(413) Segni

I segni ci sono e li so leggere. Che io sappia cosa farne è tutto da vedere, ma intanto li vedo e li comprendo. Spesso basta solo aspettare e i segni diventano fatti, cose reali che si possono maneggiare meglio rispetto all’aria fritta di cui spesso mi occupo.

Ogni cosa lascia una traccia, evidente o meno, e sono quelle più leggere e dimesse che mi interessano perché hanno uno sviluppo, una trama, raccontano una storia. O anche più di una. Pensano che nessuno se ne accorga e quindi lavorano in pace, senza essere disturbate, e ricamano il proprio disegno. Ci sono cose che si raccontano molto bene da sé, altre che hanno bisogno di una traduzione. Ci sono cose che nell’omissione pensano di potersi nascondere, ma non è così perché i segni restano. Basta saperli captare.

L’amica che ti tradirà.

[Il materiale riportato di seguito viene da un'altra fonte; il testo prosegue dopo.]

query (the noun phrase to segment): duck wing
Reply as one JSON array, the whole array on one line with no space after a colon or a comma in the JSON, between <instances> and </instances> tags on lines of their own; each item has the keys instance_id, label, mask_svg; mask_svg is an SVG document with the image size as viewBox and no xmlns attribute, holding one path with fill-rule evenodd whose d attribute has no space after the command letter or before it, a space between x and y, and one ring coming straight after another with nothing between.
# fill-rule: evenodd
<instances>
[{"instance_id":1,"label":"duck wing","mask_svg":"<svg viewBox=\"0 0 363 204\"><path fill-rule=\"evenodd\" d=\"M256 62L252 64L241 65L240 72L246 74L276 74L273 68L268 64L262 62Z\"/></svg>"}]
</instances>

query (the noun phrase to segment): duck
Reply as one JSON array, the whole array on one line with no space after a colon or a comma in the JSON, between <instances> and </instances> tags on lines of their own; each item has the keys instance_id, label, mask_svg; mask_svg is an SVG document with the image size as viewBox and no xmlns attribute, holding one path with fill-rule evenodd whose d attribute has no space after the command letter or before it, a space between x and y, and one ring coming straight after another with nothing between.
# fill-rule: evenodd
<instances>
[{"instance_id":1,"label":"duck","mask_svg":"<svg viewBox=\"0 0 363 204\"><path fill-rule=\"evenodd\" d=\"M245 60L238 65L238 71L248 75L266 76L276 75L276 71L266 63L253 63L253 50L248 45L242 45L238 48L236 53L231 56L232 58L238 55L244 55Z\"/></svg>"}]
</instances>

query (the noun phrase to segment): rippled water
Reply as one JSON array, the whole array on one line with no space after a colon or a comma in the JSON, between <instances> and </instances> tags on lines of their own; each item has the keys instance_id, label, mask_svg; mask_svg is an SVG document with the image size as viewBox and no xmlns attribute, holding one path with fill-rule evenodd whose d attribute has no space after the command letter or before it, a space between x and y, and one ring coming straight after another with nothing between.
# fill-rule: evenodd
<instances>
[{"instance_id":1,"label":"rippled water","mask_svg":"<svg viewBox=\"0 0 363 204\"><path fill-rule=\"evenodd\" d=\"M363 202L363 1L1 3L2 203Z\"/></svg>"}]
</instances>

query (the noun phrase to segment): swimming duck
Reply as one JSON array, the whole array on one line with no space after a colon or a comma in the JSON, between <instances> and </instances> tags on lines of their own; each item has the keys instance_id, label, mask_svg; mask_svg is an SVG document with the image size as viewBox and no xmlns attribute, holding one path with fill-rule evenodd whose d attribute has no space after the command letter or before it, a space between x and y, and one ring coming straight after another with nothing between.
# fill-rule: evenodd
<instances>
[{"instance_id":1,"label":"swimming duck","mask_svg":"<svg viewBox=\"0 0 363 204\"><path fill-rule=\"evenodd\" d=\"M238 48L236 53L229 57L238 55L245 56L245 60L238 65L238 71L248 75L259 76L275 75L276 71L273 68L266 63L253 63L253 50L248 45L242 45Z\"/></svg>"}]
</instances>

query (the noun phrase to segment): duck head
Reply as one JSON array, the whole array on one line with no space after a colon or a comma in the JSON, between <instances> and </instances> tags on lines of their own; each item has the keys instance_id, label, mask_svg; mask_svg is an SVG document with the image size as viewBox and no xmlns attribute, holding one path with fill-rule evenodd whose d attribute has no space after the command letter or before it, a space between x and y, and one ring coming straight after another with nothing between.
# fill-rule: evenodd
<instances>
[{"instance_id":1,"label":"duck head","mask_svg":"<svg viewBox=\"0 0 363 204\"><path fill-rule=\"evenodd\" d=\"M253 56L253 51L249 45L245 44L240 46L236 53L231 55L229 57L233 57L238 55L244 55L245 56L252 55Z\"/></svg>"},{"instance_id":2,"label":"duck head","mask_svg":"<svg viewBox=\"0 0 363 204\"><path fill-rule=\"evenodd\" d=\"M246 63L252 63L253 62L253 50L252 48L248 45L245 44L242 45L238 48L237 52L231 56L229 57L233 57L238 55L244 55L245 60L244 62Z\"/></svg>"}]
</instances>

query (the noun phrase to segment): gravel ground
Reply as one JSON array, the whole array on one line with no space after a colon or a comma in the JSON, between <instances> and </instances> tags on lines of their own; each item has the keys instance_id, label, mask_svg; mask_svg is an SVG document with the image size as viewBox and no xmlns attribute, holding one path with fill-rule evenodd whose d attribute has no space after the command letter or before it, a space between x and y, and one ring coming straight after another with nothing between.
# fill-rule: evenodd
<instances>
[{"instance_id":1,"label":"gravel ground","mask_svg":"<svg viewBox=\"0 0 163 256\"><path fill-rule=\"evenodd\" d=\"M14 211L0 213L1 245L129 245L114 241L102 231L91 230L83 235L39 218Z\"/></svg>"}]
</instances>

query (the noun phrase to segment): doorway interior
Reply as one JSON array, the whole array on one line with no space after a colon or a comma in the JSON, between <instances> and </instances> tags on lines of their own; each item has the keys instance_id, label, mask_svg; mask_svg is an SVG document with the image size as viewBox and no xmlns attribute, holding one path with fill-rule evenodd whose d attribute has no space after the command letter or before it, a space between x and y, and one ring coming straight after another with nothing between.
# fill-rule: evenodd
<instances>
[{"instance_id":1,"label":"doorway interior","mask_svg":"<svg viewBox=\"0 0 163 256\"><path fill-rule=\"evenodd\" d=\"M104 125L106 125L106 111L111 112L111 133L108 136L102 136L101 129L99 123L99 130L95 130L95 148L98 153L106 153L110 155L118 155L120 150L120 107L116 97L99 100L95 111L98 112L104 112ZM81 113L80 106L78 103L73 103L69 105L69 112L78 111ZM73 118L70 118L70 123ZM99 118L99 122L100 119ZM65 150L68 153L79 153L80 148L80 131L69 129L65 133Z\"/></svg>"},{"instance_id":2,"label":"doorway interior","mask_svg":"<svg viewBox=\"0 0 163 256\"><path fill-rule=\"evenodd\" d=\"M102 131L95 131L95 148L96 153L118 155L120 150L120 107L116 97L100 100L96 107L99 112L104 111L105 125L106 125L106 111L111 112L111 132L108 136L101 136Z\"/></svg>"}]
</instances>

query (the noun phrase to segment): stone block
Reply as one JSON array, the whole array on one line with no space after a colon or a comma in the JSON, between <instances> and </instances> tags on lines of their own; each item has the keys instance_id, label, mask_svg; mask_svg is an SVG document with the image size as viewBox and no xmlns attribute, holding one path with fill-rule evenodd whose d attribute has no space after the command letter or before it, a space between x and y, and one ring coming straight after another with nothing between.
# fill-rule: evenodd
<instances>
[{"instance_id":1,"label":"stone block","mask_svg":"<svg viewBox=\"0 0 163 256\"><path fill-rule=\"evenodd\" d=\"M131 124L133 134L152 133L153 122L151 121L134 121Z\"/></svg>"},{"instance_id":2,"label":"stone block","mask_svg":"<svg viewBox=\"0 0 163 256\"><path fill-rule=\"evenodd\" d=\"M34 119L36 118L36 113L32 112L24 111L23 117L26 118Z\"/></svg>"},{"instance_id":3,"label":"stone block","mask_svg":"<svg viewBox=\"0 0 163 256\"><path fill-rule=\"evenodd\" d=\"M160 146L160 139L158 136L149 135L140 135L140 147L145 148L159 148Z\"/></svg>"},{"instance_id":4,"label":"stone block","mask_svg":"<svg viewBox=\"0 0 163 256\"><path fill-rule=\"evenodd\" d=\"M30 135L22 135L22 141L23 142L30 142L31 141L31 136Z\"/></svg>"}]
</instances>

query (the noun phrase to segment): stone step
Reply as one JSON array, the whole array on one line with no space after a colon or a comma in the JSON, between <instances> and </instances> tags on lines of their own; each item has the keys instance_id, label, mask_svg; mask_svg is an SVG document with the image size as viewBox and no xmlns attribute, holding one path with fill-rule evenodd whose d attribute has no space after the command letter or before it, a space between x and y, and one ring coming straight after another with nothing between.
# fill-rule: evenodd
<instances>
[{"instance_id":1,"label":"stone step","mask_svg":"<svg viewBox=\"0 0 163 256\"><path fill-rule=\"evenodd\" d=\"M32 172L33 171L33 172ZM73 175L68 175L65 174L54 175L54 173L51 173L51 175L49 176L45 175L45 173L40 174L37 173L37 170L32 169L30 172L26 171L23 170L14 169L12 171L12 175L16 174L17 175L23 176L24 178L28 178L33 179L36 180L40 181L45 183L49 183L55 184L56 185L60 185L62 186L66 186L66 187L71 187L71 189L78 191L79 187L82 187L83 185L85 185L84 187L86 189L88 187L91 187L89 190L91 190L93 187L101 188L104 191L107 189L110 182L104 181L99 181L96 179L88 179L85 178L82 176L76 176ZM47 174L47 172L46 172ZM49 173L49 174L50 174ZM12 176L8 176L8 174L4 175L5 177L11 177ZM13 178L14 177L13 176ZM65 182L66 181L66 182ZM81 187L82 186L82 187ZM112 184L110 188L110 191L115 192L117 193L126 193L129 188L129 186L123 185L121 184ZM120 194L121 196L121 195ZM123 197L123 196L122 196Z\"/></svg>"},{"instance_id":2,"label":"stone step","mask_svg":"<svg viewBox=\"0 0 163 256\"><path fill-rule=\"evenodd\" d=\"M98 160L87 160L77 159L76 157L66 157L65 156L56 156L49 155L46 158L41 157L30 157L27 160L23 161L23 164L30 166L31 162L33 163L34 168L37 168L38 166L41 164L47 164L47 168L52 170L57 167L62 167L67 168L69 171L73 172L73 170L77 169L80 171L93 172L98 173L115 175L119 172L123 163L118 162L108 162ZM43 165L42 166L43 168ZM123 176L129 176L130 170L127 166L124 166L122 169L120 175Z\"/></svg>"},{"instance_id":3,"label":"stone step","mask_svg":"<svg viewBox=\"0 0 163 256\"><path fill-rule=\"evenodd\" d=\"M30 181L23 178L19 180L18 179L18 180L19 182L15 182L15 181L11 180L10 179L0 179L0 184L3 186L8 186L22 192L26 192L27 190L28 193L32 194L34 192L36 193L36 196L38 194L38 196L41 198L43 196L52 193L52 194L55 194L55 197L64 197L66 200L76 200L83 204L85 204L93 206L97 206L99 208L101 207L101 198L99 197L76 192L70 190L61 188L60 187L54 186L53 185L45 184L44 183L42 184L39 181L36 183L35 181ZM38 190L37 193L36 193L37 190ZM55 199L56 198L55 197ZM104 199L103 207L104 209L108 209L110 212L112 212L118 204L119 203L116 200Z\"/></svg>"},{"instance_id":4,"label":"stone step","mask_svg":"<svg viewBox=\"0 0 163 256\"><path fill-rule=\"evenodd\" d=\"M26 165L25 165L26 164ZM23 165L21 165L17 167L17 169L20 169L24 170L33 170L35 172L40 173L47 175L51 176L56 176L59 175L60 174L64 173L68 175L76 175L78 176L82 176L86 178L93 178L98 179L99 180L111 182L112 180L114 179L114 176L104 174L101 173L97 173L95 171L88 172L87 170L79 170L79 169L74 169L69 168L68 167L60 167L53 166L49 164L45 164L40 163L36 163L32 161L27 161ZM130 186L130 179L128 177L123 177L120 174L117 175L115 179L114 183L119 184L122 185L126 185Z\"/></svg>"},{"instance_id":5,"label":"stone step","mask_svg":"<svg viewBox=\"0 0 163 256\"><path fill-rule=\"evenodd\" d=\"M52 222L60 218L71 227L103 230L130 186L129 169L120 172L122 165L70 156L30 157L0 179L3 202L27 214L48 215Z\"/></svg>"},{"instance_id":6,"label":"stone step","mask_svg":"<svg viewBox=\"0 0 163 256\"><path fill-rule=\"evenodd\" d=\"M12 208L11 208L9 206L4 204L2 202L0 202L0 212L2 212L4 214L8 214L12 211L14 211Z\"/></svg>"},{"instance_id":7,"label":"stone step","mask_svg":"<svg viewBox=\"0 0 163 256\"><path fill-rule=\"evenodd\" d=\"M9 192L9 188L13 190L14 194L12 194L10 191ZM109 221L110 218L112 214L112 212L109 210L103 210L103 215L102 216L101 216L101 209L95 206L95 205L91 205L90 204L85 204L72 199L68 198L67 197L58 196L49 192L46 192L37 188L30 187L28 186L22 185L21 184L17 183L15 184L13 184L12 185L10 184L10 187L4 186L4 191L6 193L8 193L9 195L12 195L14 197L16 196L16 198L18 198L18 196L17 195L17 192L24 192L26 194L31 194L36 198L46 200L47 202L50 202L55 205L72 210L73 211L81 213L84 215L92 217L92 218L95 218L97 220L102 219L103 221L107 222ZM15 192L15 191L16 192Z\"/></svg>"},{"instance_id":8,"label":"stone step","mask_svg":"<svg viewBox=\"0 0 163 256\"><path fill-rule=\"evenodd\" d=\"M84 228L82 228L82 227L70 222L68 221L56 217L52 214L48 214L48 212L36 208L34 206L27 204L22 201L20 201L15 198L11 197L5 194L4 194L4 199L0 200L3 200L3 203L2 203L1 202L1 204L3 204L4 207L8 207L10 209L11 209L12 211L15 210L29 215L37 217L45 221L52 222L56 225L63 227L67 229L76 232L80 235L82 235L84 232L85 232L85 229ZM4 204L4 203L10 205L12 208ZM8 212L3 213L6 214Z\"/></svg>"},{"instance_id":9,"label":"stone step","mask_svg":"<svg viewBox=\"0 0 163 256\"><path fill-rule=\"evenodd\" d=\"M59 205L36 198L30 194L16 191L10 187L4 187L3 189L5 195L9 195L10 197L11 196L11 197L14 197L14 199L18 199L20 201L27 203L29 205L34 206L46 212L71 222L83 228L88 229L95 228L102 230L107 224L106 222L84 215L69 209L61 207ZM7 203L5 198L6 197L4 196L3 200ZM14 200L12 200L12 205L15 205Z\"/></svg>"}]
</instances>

L’uomo che ti ha già tradita. La collega che sta per tradirti. Una lista infinita di segni, che disegnano il tradimento e lui sta sotto qualsiasi segno di dolore. Ma anche la felicità lascia i suoi segni, magari sul viso di chi la sta provando o l’ha provata o si prepara speranzoso a provarla.

Niente è più importante del saper riconoscere e leggere i segni. Niente.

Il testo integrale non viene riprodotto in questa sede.